Sequential File Organization
Note that they need not be sequential physically, but a linked list of pointers is ordered sequentially. (So much for $\mathcal{O}(\log n)$ search I guess, whats the point of a linked list) Reorganization of data takes time, but writing is very easy. Note that the linked list may point to entries in a different block too!
Multitable clustering File Organization
Several relations are stored in a single file.
Metadata
The Data Dictionary (System Catalog) stores Metadata; which consists of
A system’s metadata can be represented using a relational schema, akin to how we represented relations between relations in a database.
Table Partitioning
Horizontal Partitioning refers to records being stored in separate relations. This is usually done at the physical layer. Also note that queries must be run on all the partitions to give a result.
Vertical Partitioning has columns stored separately. This is called as columnal representation or column oriented data. Compression is possible as column values tend to be quite similar (consider the column year
for example). It also has improved Cache performance , and enables Vector Processing on modern CPUs. This is used when there is not much IO happening (as reconstructing rows for insert/update/delete is expensive).
Columnar File Representation
Big Data Applications have very large size files, hence columnar compression is used.
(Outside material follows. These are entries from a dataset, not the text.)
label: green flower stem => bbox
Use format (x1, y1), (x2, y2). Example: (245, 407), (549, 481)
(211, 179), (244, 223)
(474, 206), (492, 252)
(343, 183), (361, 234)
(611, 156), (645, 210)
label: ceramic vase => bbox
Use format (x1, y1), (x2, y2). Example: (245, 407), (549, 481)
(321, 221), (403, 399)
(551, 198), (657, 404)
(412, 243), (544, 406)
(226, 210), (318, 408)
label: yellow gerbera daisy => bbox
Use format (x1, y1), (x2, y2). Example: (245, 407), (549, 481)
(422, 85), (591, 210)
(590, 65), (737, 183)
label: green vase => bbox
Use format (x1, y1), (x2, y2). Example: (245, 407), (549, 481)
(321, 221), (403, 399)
ORC and Parquet are popular formats. In ORC, the file is divided into chunks and each chunk is stored in stripes in a columnar manner. Each stripe has three parts:
- Index Data acts like the header and contains the indexes for the data
- Row Data which contains the data in a columnar manner
- Stripe Footer
Columnar representation can be used in main memory too without a buffer manager. ????
Storage Access
Block is a unit of storage and data transfer. Buffer is a portion of the memory to store copies of the disk, and is handled by the Buffer Manager.
Pinned Block is not allowed to be written back to the disk, is essentially locked. We pin a block before reading/writing data and unpin when the operation is done. A pin count is maintained, and buffer block is evicted iff pin count is 0. Moreover, readers get a shared lock where as writers get an exclusive lock.
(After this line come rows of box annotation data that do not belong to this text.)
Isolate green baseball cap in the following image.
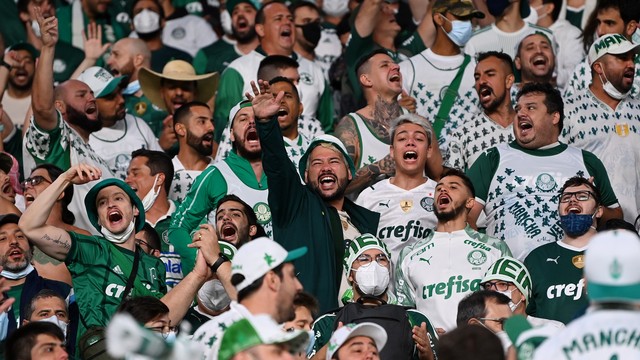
[225,0,262,15]
[84,178,145,232]
[480,256,531,304]
[433,0,484,19]
[218,315,309,360]
[298,134,356,179]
Buffer Replacement Strategies
LRU is the simplest replacement strategy where a stack is used. Toss-Immediate releases the block as soon as the final tuple of the block is processed. MRU uses statistical information and evict the least probable blocks.
Non-volatile write buffers has blocks being written to a NV-RAM/Flash buffer first, and copying the data from there. This ensures that a power loss doesn’t result in the data being lost. Such file systems are called Journaling filesystems.